Does the order in which you eat your food affect your digestion?
The available studies do not answer this question, so no conclusion can be drawn from them. If you want to learn more about meal order, look for research specifically on this topic outside these sources.
The available studies do not answer the question about eating order. The research provided covers other topics: food allergies in children, plant-based versus animal proteins, comparative digestive physiology in animals, and how the duodenum detects nutrients. Whether it matters if you eat your vegetables before or after your carbohydrates simply cannot be determined from these sources.
One small related topic does come up: chewing. A small study involving eleven healthy men showed that chewing for longer and taste stimulation in the mouth increase energy expenditure directly after a meal. That effect originated in the mouth itself, not in what happened afterwards in the stomach or intestines. However, the study was very small, conducted only in men with a healthy body weight, and provides no information about digestion in a broader sense. The study did not report how much additional energy was burned.
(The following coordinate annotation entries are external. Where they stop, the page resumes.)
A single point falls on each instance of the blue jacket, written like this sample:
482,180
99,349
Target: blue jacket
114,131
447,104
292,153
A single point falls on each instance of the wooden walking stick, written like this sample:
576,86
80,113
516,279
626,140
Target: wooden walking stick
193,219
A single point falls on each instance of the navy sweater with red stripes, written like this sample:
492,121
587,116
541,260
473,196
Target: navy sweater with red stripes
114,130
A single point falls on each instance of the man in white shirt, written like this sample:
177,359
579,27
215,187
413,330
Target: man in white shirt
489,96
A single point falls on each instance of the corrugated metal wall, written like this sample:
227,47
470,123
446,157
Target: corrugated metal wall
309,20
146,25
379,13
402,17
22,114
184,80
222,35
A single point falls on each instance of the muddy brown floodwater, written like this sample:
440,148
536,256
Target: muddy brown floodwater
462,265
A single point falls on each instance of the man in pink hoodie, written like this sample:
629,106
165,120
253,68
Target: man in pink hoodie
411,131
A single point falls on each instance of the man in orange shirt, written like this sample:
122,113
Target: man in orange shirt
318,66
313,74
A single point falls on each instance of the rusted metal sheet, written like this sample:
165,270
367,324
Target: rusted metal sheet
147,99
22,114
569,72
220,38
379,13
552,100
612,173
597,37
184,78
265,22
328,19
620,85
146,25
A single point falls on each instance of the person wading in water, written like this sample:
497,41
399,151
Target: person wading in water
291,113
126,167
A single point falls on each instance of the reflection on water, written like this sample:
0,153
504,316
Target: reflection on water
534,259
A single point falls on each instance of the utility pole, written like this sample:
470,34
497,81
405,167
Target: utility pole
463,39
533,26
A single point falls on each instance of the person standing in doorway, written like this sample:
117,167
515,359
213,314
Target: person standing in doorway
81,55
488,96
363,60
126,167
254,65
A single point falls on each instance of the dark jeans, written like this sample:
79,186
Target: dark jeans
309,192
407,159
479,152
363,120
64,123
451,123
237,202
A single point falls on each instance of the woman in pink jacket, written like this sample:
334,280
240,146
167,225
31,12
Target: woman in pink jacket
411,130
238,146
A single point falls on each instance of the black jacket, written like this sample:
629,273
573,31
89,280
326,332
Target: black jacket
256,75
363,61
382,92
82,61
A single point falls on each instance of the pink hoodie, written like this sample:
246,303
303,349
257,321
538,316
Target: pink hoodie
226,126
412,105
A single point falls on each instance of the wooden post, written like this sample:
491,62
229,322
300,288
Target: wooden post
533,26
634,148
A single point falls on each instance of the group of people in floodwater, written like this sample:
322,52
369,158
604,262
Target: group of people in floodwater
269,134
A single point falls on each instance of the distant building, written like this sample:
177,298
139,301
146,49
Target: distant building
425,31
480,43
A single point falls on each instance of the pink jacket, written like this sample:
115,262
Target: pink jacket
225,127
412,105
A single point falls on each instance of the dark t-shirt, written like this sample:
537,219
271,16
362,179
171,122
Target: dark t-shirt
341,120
In short, there is no usable evidence available here regarding whether eating order does anything for your digestion. That does not mean the effect definitely does not exist, but it would not be fair to draw any conclusion from these sources at this point.
None of the provided abstracts directly examines the order of food intake and digestion. The only somewhat related finding concerns chewing and post-meal energy expenditure (n=11, PMID 34887466), which is a peripheral topic.